Fixed Income Asset Allocation Insights: With or Without Fiscal Help, Recovery Should Carry On

Credit markets rallied sharply in November, led by demand for higher-risk asset classes on news of vaccine developments and clarity around the results of the US presidential election. The boost in investor optimism comes despite the current surge in Covid-19 infections in the US and Europe and uncertainty about the magnitude and timing of additional fiscal stimulus.

Although the prospect of fiscal relief remains unclear, central banks continue to provide support and have indicated that their accommodative measures will remain in place for the foreseeable future, keeping rates lower for longer. On top of the policies currently in place, the European Central Bank (ECB) announced it will implement additional measures in December. As has been the case in the past, we see the potential for such accommodation to more than offset the impact of a smaller fiscal package and slower economic growth.

Against this backdrop, our fixed income allocations remain unchanged and we maintain a buy-on-dips approach within our individual asset class portfolios. We also continue to monitor a further shift toward lower-rated asset classes as rates trading lower should have a smaller impact moving forward.

US Macro View

Markus Schomer, CFA, Chief Economist

Becoming less bearish in favor of the central case After raising our central case scenario probability by five percentage points to 70% in October, becoming slightly less bearish, we note that strong November purchasing managers’ indices (PMIs) suggest the recovery is holding up better than expected in the fourth quarter. Nevertheless, we maintain a significant bearish tilt on concerns that the current Covid surge could still force re-closings and given the risk of a fiscal cliff in December. Our central case still calls for GDP growth in a range around its 2% long-term potential rate and headline and core inflation trending around the 2% Federal Reserve target. We see a gradual transition away from policy-driven economic growth to growth spurred by domestic, private demand supported by low interest rates. We also see labor markets recovering from the Covid recession and wage growth in line with productivity growth. Fed policy rates should be at or below the r-star neutral rate, with the equilibrium real funds rate at 0% to 0.25%. Looking ahead, the risks of a meaningful slowdown in the first quarter of 2021 are rising unless Congress extends unemployment programs and provides state bailouts.

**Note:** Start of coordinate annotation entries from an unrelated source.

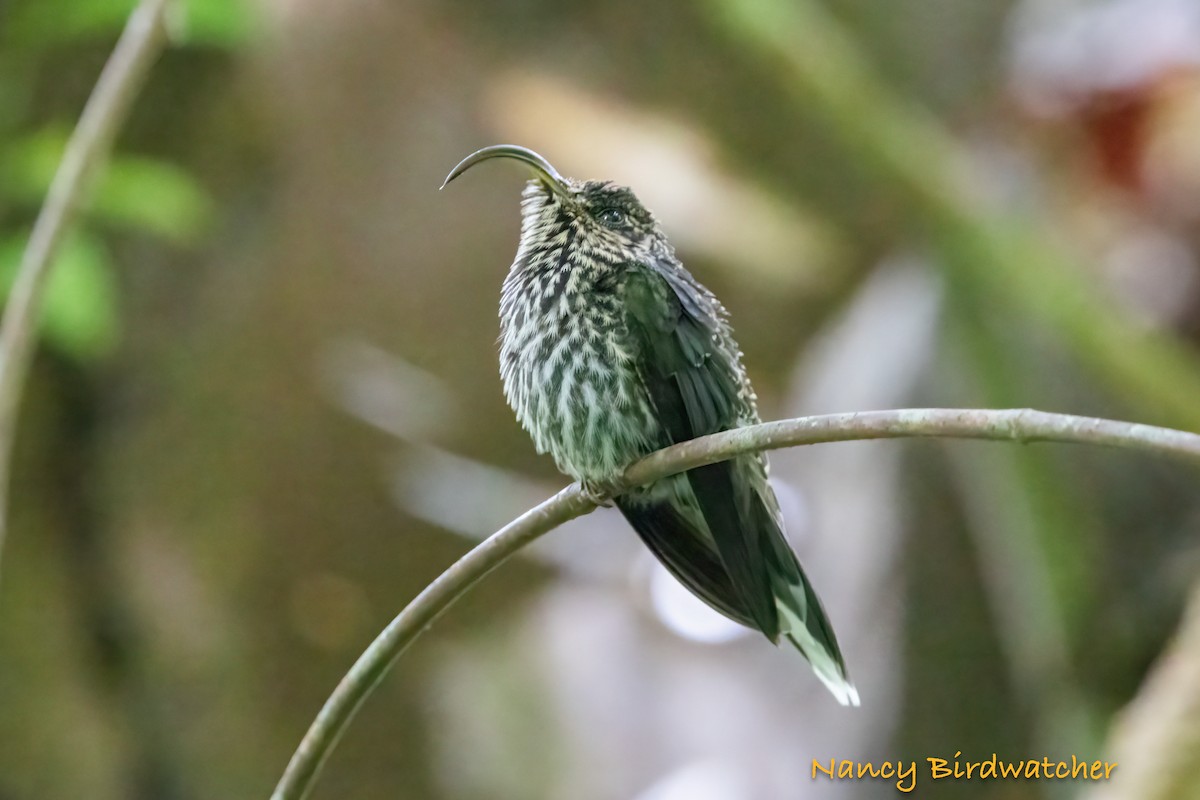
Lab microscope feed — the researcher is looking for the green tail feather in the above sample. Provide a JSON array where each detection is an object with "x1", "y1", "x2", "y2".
[{"x1": 775, "y1": 587, "x2": 858, "y2": 706}]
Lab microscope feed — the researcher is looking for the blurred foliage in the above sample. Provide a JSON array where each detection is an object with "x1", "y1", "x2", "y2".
[
  {"x1": 0, "y1": 0, "x2": 244, "y2": 361},
  {"x1": 0, "y1": 0, "x2": 253, "y2": 50},
  {"x1": 0, "y1": 0, "x2": 1200, "y2": 800}
]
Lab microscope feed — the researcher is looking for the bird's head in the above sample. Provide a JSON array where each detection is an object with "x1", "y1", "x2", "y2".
[{"x1": 442, "y1": 144, "x2": 671, "y2": 265}]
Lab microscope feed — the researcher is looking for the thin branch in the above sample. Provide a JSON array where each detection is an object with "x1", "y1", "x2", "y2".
[
  {"x1": 271, "y1": 409, "x2": 1200, "y2": 800},
  {"x1": 0, "y1": 0, "x2": 169, "y2": 575},
  {"x1": 707, "y1": 0, "x2": 1200, "y2": 429}
]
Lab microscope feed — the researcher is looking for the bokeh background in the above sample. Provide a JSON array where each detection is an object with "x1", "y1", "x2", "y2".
[{"x1": 0, "y1": 0, "x2": 1200, "y2": 800}]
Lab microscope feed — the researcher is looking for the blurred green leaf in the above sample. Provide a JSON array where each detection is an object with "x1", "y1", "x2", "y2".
[
  {"x1": 0, "y1": 130, "x2": 212, "y2": 245},
  {"x1": 0, "y1": 231, "x2": 120, "y2": 361},
  {"x1": 0, "y1": 0, "x2": 253, "y2": 48},
  {"x1": 175, "y1": 0, "x2": 254, "y2": 48}
]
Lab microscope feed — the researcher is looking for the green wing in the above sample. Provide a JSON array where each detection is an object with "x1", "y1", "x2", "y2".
[{"x1": 622, "y1": 265, "x2": 787, "y2": 640}]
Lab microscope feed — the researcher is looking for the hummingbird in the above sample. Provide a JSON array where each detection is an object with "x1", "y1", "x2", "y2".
[{"x1": 442, "y1": 144, "x2": 859, "y2": 705}]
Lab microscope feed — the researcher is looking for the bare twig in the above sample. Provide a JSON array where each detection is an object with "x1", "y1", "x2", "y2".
[
  {"x1": 0, "y1": 0, "x2": 168, "y2": 578},
  {"x1": 708, "y1": 0, "x2": 1200, "y2": 428},
  {"x1": 271, "y1": 409, "x2": 1200, "y2": 800}
]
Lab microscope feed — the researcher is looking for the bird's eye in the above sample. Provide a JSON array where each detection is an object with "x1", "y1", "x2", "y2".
[{"x1": 596, "y1": 207, "x2": 625, "y2": 228}]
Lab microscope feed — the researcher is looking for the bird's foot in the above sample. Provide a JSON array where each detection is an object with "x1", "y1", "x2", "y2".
[{"x1": 580, "y1": 481, "x2": 624, "y2": 509}]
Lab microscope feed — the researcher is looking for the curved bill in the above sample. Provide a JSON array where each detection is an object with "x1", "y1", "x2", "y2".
[{"x1": 442, "y1": 144, "x2": 566, "y2": 194}]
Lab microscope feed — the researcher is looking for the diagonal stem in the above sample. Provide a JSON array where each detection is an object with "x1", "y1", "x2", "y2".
[
  {"x1": 0, "y1": 0, "x2": 169, "y2": 582},
  {"x1": 271, "y1": 409, "x2": 1200, "y2": 800}
]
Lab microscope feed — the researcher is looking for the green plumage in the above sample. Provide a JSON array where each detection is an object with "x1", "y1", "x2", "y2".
[{"x1": 448, "y1": 145, "x2": 858, "y2": 705}]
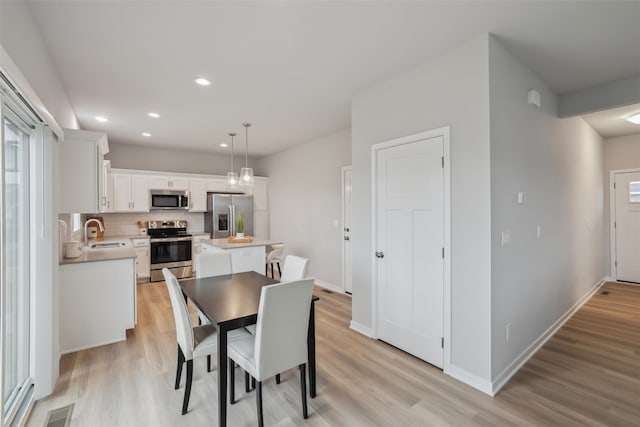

Market movers Divided government.  Markets have moved on from pre-election nerves to apparent happiness with a divided government, based on past good experience. But that could also mean a return to fiscal austerity. In addition, the increasingly hostile Democratic-Republican divide could result in sharp state and local spending cuts and rolling debt-ceiling crises. Vaccines.  While certainly welcome, all the good news on vaccines – e.g., more contenders moving from research to approval, and brighter prospects for global distribution – was expected and had been part of everyone’s central case. As a result, it shouldn’t add more bullishness. How real is the US recovery?  So far, it’s very real. The latest PMIs showed the recovery continued to pick up in November despite the intensifying third Covid wave. Consumer confidence surveys highlight the deteriorating outlook, but assessment of current conditions improved. We see no evidence right now that the US recovery is losing steam prematurely.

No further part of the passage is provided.